Pour moi, il y a aussi un effet de mode : depuis Snowden, c'est hype de causer sécurité et de monter des initiatives pour sécuriser les communications donc on le fait alors qu'on aurait pu se bouger avant. On le fait alors qu'on n'est pas plus compétent ni légitime qu'avant. Cette partie de mon point de vue est très bien résumée ici :
https://www.linkedin.com/pulse/20141120073425-26662417-why-i-won-t-be-using-let-s-encrypt-and-recommend-other-not-to-also (avant-avant dernier paragraphe). Or, on le constate avec les messageries instantanées prétendument sécurisées kikoos à la mode en ce moment : c'est parfois plus des promesses de sécurité en l'air qu'une vraie solution au problème (voir
http://shaarli.guiguishow.info/?_EgmHw ,
http://shaarli.guiguishow.info/?CGDOlw et
http://shaarli.guiguishow.info/?vungLg ). Et si Let's Encrypt était dans le même cas ?
Enfin, d'un point de vue purement technique :
Il faut un logiciel client sur le serveur. Oki, le protocole ACME est en cours de normalisation à l'IETF (voir
https://datatracker.ietf.org/wg/acme/documents/ ), oki, il en existe déjà plusieurs implémentations libres. Mais même avec ça, je me vois mal laisser un démon changer seul mes certificats x509. C'est aller vers une catastrophe. Ça sera sans moi. Ajoutons qu'en cas de fail, les utilisateurs lambdas contourneront l'alerte de sécurité levée par leur navigateur web dans l'objectif bien innocent d'accéder au précieux contenu et on aura le même résultat qu'avec des certificats auto-signés : désensibilisation de l'utilisateur.
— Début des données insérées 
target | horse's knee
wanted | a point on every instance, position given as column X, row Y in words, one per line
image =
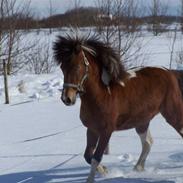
column 87, row 158
column 146, row 139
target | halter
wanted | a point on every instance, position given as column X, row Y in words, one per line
column 79, row 86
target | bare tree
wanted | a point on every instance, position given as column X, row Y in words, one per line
column 117, row 26
column 11, row 12
column 181, row 14
column 40, row 60
column 158, row 10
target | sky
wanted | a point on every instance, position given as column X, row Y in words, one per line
column 41, row 7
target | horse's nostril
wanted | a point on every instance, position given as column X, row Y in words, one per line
column 68, row 101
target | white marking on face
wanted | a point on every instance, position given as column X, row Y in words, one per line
column 181, row 131
column 121, row 83
column 132, row 74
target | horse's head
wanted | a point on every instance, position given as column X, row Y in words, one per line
column 105, row 66
column 74, row 66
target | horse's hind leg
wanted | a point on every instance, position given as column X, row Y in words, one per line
column 146, row 141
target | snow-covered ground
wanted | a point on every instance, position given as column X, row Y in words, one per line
column 43, row 141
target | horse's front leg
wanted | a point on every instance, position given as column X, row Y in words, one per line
column 97, row 157
column 92, row 139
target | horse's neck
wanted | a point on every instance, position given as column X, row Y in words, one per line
column 94, row 89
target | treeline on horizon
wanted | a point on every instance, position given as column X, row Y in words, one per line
column 85, row 17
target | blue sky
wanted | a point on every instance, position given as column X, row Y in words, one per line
column 40, row 7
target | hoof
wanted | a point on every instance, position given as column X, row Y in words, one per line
column 102, row 170
column 139, row 168
column 89, row 180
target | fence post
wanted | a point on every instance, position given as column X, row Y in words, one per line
column 5, row 82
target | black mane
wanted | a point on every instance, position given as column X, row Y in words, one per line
column 64, row 47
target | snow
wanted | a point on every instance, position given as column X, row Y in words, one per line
column 43, row 141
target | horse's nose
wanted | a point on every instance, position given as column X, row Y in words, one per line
column 68, row 100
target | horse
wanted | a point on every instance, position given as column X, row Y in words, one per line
column 114, row 98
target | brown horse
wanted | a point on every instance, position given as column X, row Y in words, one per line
column 113, row 98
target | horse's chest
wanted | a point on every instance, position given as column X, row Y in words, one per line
column 93, row 117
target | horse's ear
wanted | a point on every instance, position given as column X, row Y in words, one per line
column 77, row 49
column 105, row 77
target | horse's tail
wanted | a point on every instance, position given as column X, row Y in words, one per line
column 179, row 76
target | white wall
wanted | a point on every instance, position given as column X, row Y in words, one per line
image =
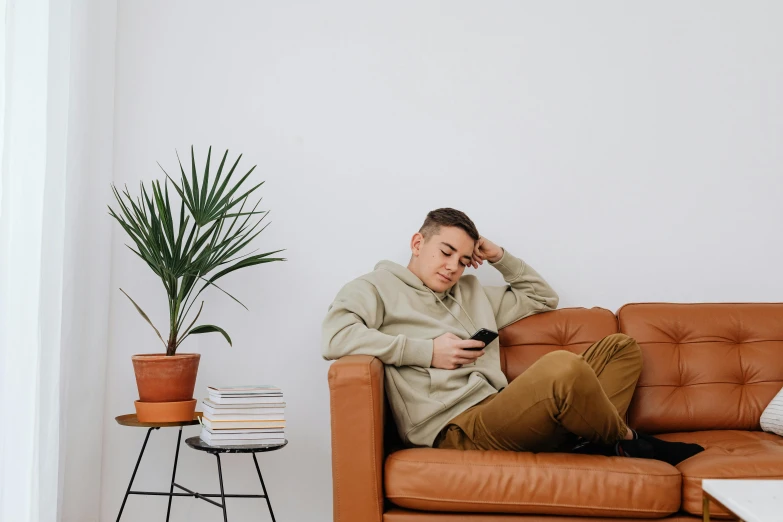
column 629, row 152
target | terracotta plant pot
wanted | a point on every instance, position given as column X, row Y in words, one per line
column 166, row 379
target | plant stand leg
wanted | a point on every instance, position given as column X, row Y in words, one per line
column 174, row 473
column 127, row 492
column 266, row 495
column 222, row 493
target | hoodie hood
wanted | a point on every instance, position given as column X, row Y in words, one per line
column 404, row 274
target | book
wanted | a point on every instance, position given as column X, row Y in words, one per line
column 246, row 424
column 243, row 430
column 242, row 434
column 249, row 406
column 229, row 442
column 245, row 400
column 213, row 409
column 244, row 417
column 244, row 389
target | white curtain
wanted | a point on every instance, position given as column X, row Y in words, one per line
column 56, row 101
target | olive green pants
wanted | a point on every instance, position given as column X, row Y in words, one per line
column 561, row 397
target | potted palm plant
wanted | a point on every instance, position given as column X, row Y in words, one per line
column 215, row 225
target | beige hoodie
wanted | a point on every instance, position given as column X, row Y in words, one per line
column 390, row 314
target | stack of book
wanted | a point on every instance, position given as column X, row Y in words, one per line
column 243, row 415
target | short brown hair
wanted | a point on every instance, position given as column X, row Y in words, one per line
column 447, row 217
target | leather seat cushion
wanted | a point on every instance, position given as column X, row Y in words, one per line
column 402, row 515
column 531, row 483
column 727, row 454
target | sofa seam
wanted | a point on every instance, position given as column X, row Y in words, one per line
column 609, row 508
column 678, row 474
column 378, row 501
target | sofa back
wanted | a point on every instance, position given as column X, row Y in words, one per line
column 706, row 366
column 572, row 329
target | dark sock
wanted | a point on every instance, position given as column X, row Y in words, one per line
column 671, row 452
column 636, row 448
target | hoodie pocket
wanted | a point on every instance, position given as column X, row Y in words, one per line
column 444, row 381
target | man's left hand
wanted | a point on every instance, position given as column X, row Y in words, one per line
column 485, row 249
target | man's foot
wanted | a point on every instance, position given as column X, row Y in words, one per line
column 642, row 447
column 637, row 448
column 671, row 452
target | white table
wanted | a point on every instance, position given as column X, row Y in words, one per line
column 749, row 500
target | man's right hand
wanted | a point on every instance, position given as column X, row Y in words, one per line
column 449, row 351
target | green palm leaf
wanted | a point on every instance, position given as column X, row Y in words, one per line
column 204, row 241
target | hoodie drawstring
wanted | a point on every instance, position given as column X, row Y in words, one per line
column 452, row 314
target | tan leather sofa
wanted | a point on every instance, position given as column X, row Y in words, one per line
column 709, row 372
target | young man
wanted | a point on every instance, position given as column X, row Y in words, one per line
column 448, row 391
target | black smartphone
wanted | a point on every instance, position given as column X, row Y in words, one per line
column 485, row 336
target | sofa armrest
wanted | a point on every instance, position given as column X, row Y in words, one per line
column 356, row 396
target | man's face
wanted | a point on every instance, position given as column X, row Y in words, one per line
column 440, row 261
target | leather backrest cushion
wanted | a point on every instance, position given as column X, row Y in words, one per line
column 706, row 366
column 573, row 329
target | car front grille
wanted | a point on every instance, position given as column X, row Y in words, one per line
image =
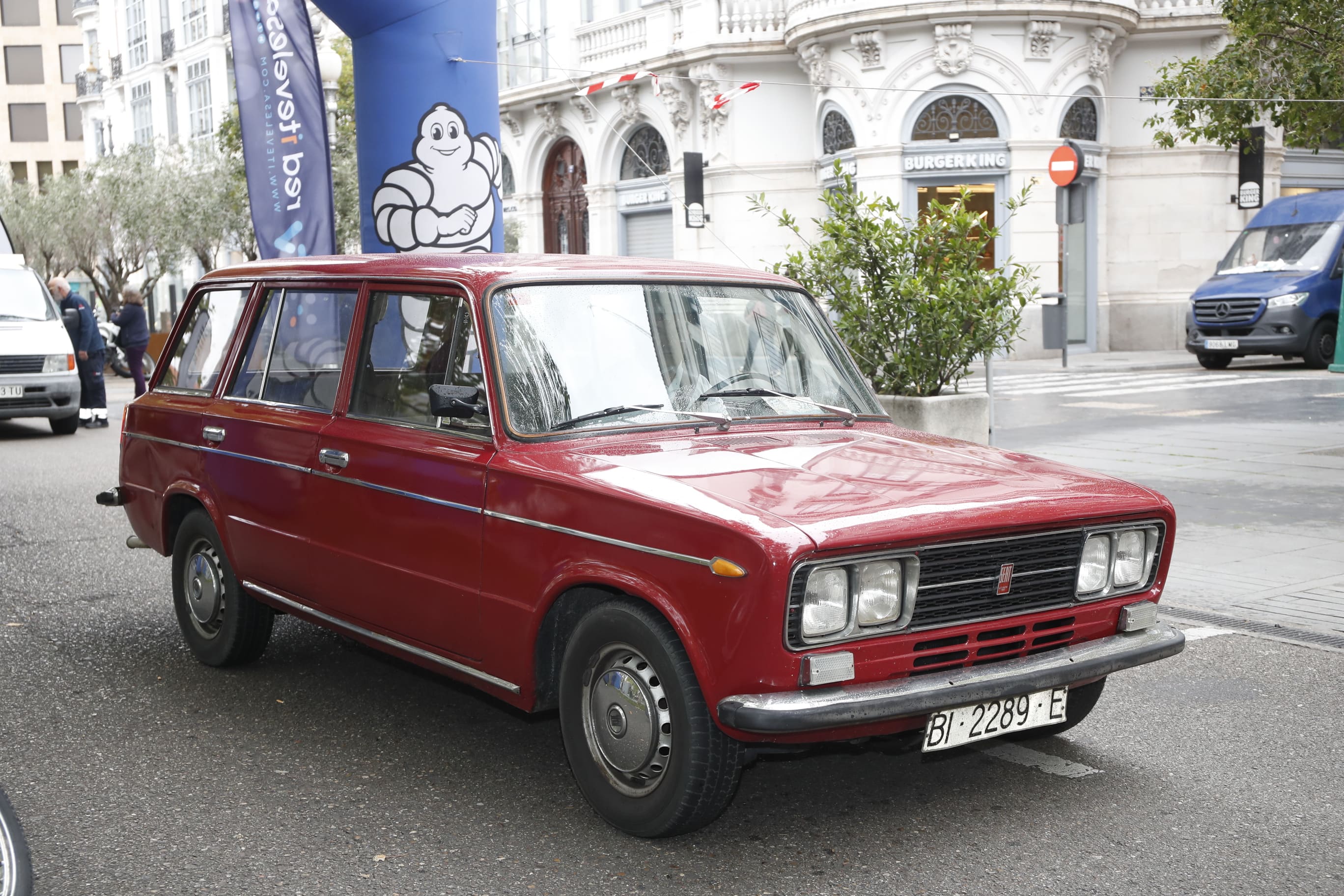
column 1226, row 311
column 22, row 363
column 959, row 584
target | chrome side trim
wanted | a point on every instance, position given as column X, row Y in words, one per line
column 660, row 553
column 857, row 704
column 384, row 639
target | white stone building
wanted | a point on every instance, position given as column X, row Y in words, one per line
column 914, row 98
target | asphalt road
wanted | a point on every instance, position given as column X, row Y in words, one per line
column 330, row 769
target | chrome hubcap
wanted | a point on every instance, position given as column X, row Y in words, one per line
column 203, row 585
column 628, row 725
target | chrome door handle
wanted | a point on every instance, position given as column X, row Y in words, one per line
column 333, row 457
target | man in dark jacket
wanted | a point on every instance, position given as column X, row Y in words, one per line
column 89, row 351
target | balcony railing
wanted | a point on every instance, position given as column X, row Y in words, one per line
column 751, row 17
column 88, row 84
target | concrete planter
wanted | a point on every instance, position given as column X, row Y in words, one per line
column 960, row 416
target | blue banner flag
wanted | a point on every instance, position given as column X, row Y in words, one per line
column 284, row 128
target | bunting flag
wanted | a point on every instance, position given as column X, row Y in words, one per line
column 728, row 96
column 611, row 83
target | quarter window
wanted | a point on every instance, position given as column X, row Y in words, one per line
column 196, row 361
column 413, row 341
column 298, row 347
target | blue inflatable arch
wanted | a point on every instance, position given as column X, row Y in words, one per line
column 429, row 154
Sur les ecosystèmes un peu complexes (cluster de serveurs web, DANE (implique DNSSEC qui, s'il bien déployé, fait que le signeur d'une zone DNS n'est pas le serveur de noms lui-même), HKPS,...), Let's Encrypt n'est pas adapté puisqu'il faudra de la communication inter-serveurs avec du ssh et du sudo dans tous les coins et/ou qu'il faudra scripter beaucoup de choses (cas de HKPS, par exemple) alors que le but de Let's Encrypt est de simplifier la vie. Pour ces usages-là, Let's Encrypt n'apporte rien de plus qu'un certificat gratos de chez StartCom. Alors oui, les utilisations avancées ne sont pas le public visé par Let's Encrypt, tout comme les certificats EV (Extended Validation, du vent pour faire croire que l'identité du site web a été beaucoup plus vérifiée par l'autorité de certification, très en vogue dans le milieu bancaire, par exemple) mais ça n'excuse pas tout surtout en ce qui concerne DANE dont l'importance me semble vitale pour réellement accroître la sécurité de nos communications. Pour plus de détails sur ces aspects techniques, c'est chez Aeris que ça se passe :
https://blog.imirhil.fr/2015/12/12/letsencrypt-joie-deception.html . ÉDIT DU 09/03/2016 À 12h : Oui, on peut utiliser DANE avec une contrainte sur l'AC plutôt que sur le certificat, ce qui, du coup, n'impose pas de regénérer l'enregistrement à chaque mise à jour du certificat. Sauf que votre AC peut toujours signer un certification bidon avec votre nom... Je préfère DANE avec une contrainte sur le certificat... FIN DE L'ÉDIT.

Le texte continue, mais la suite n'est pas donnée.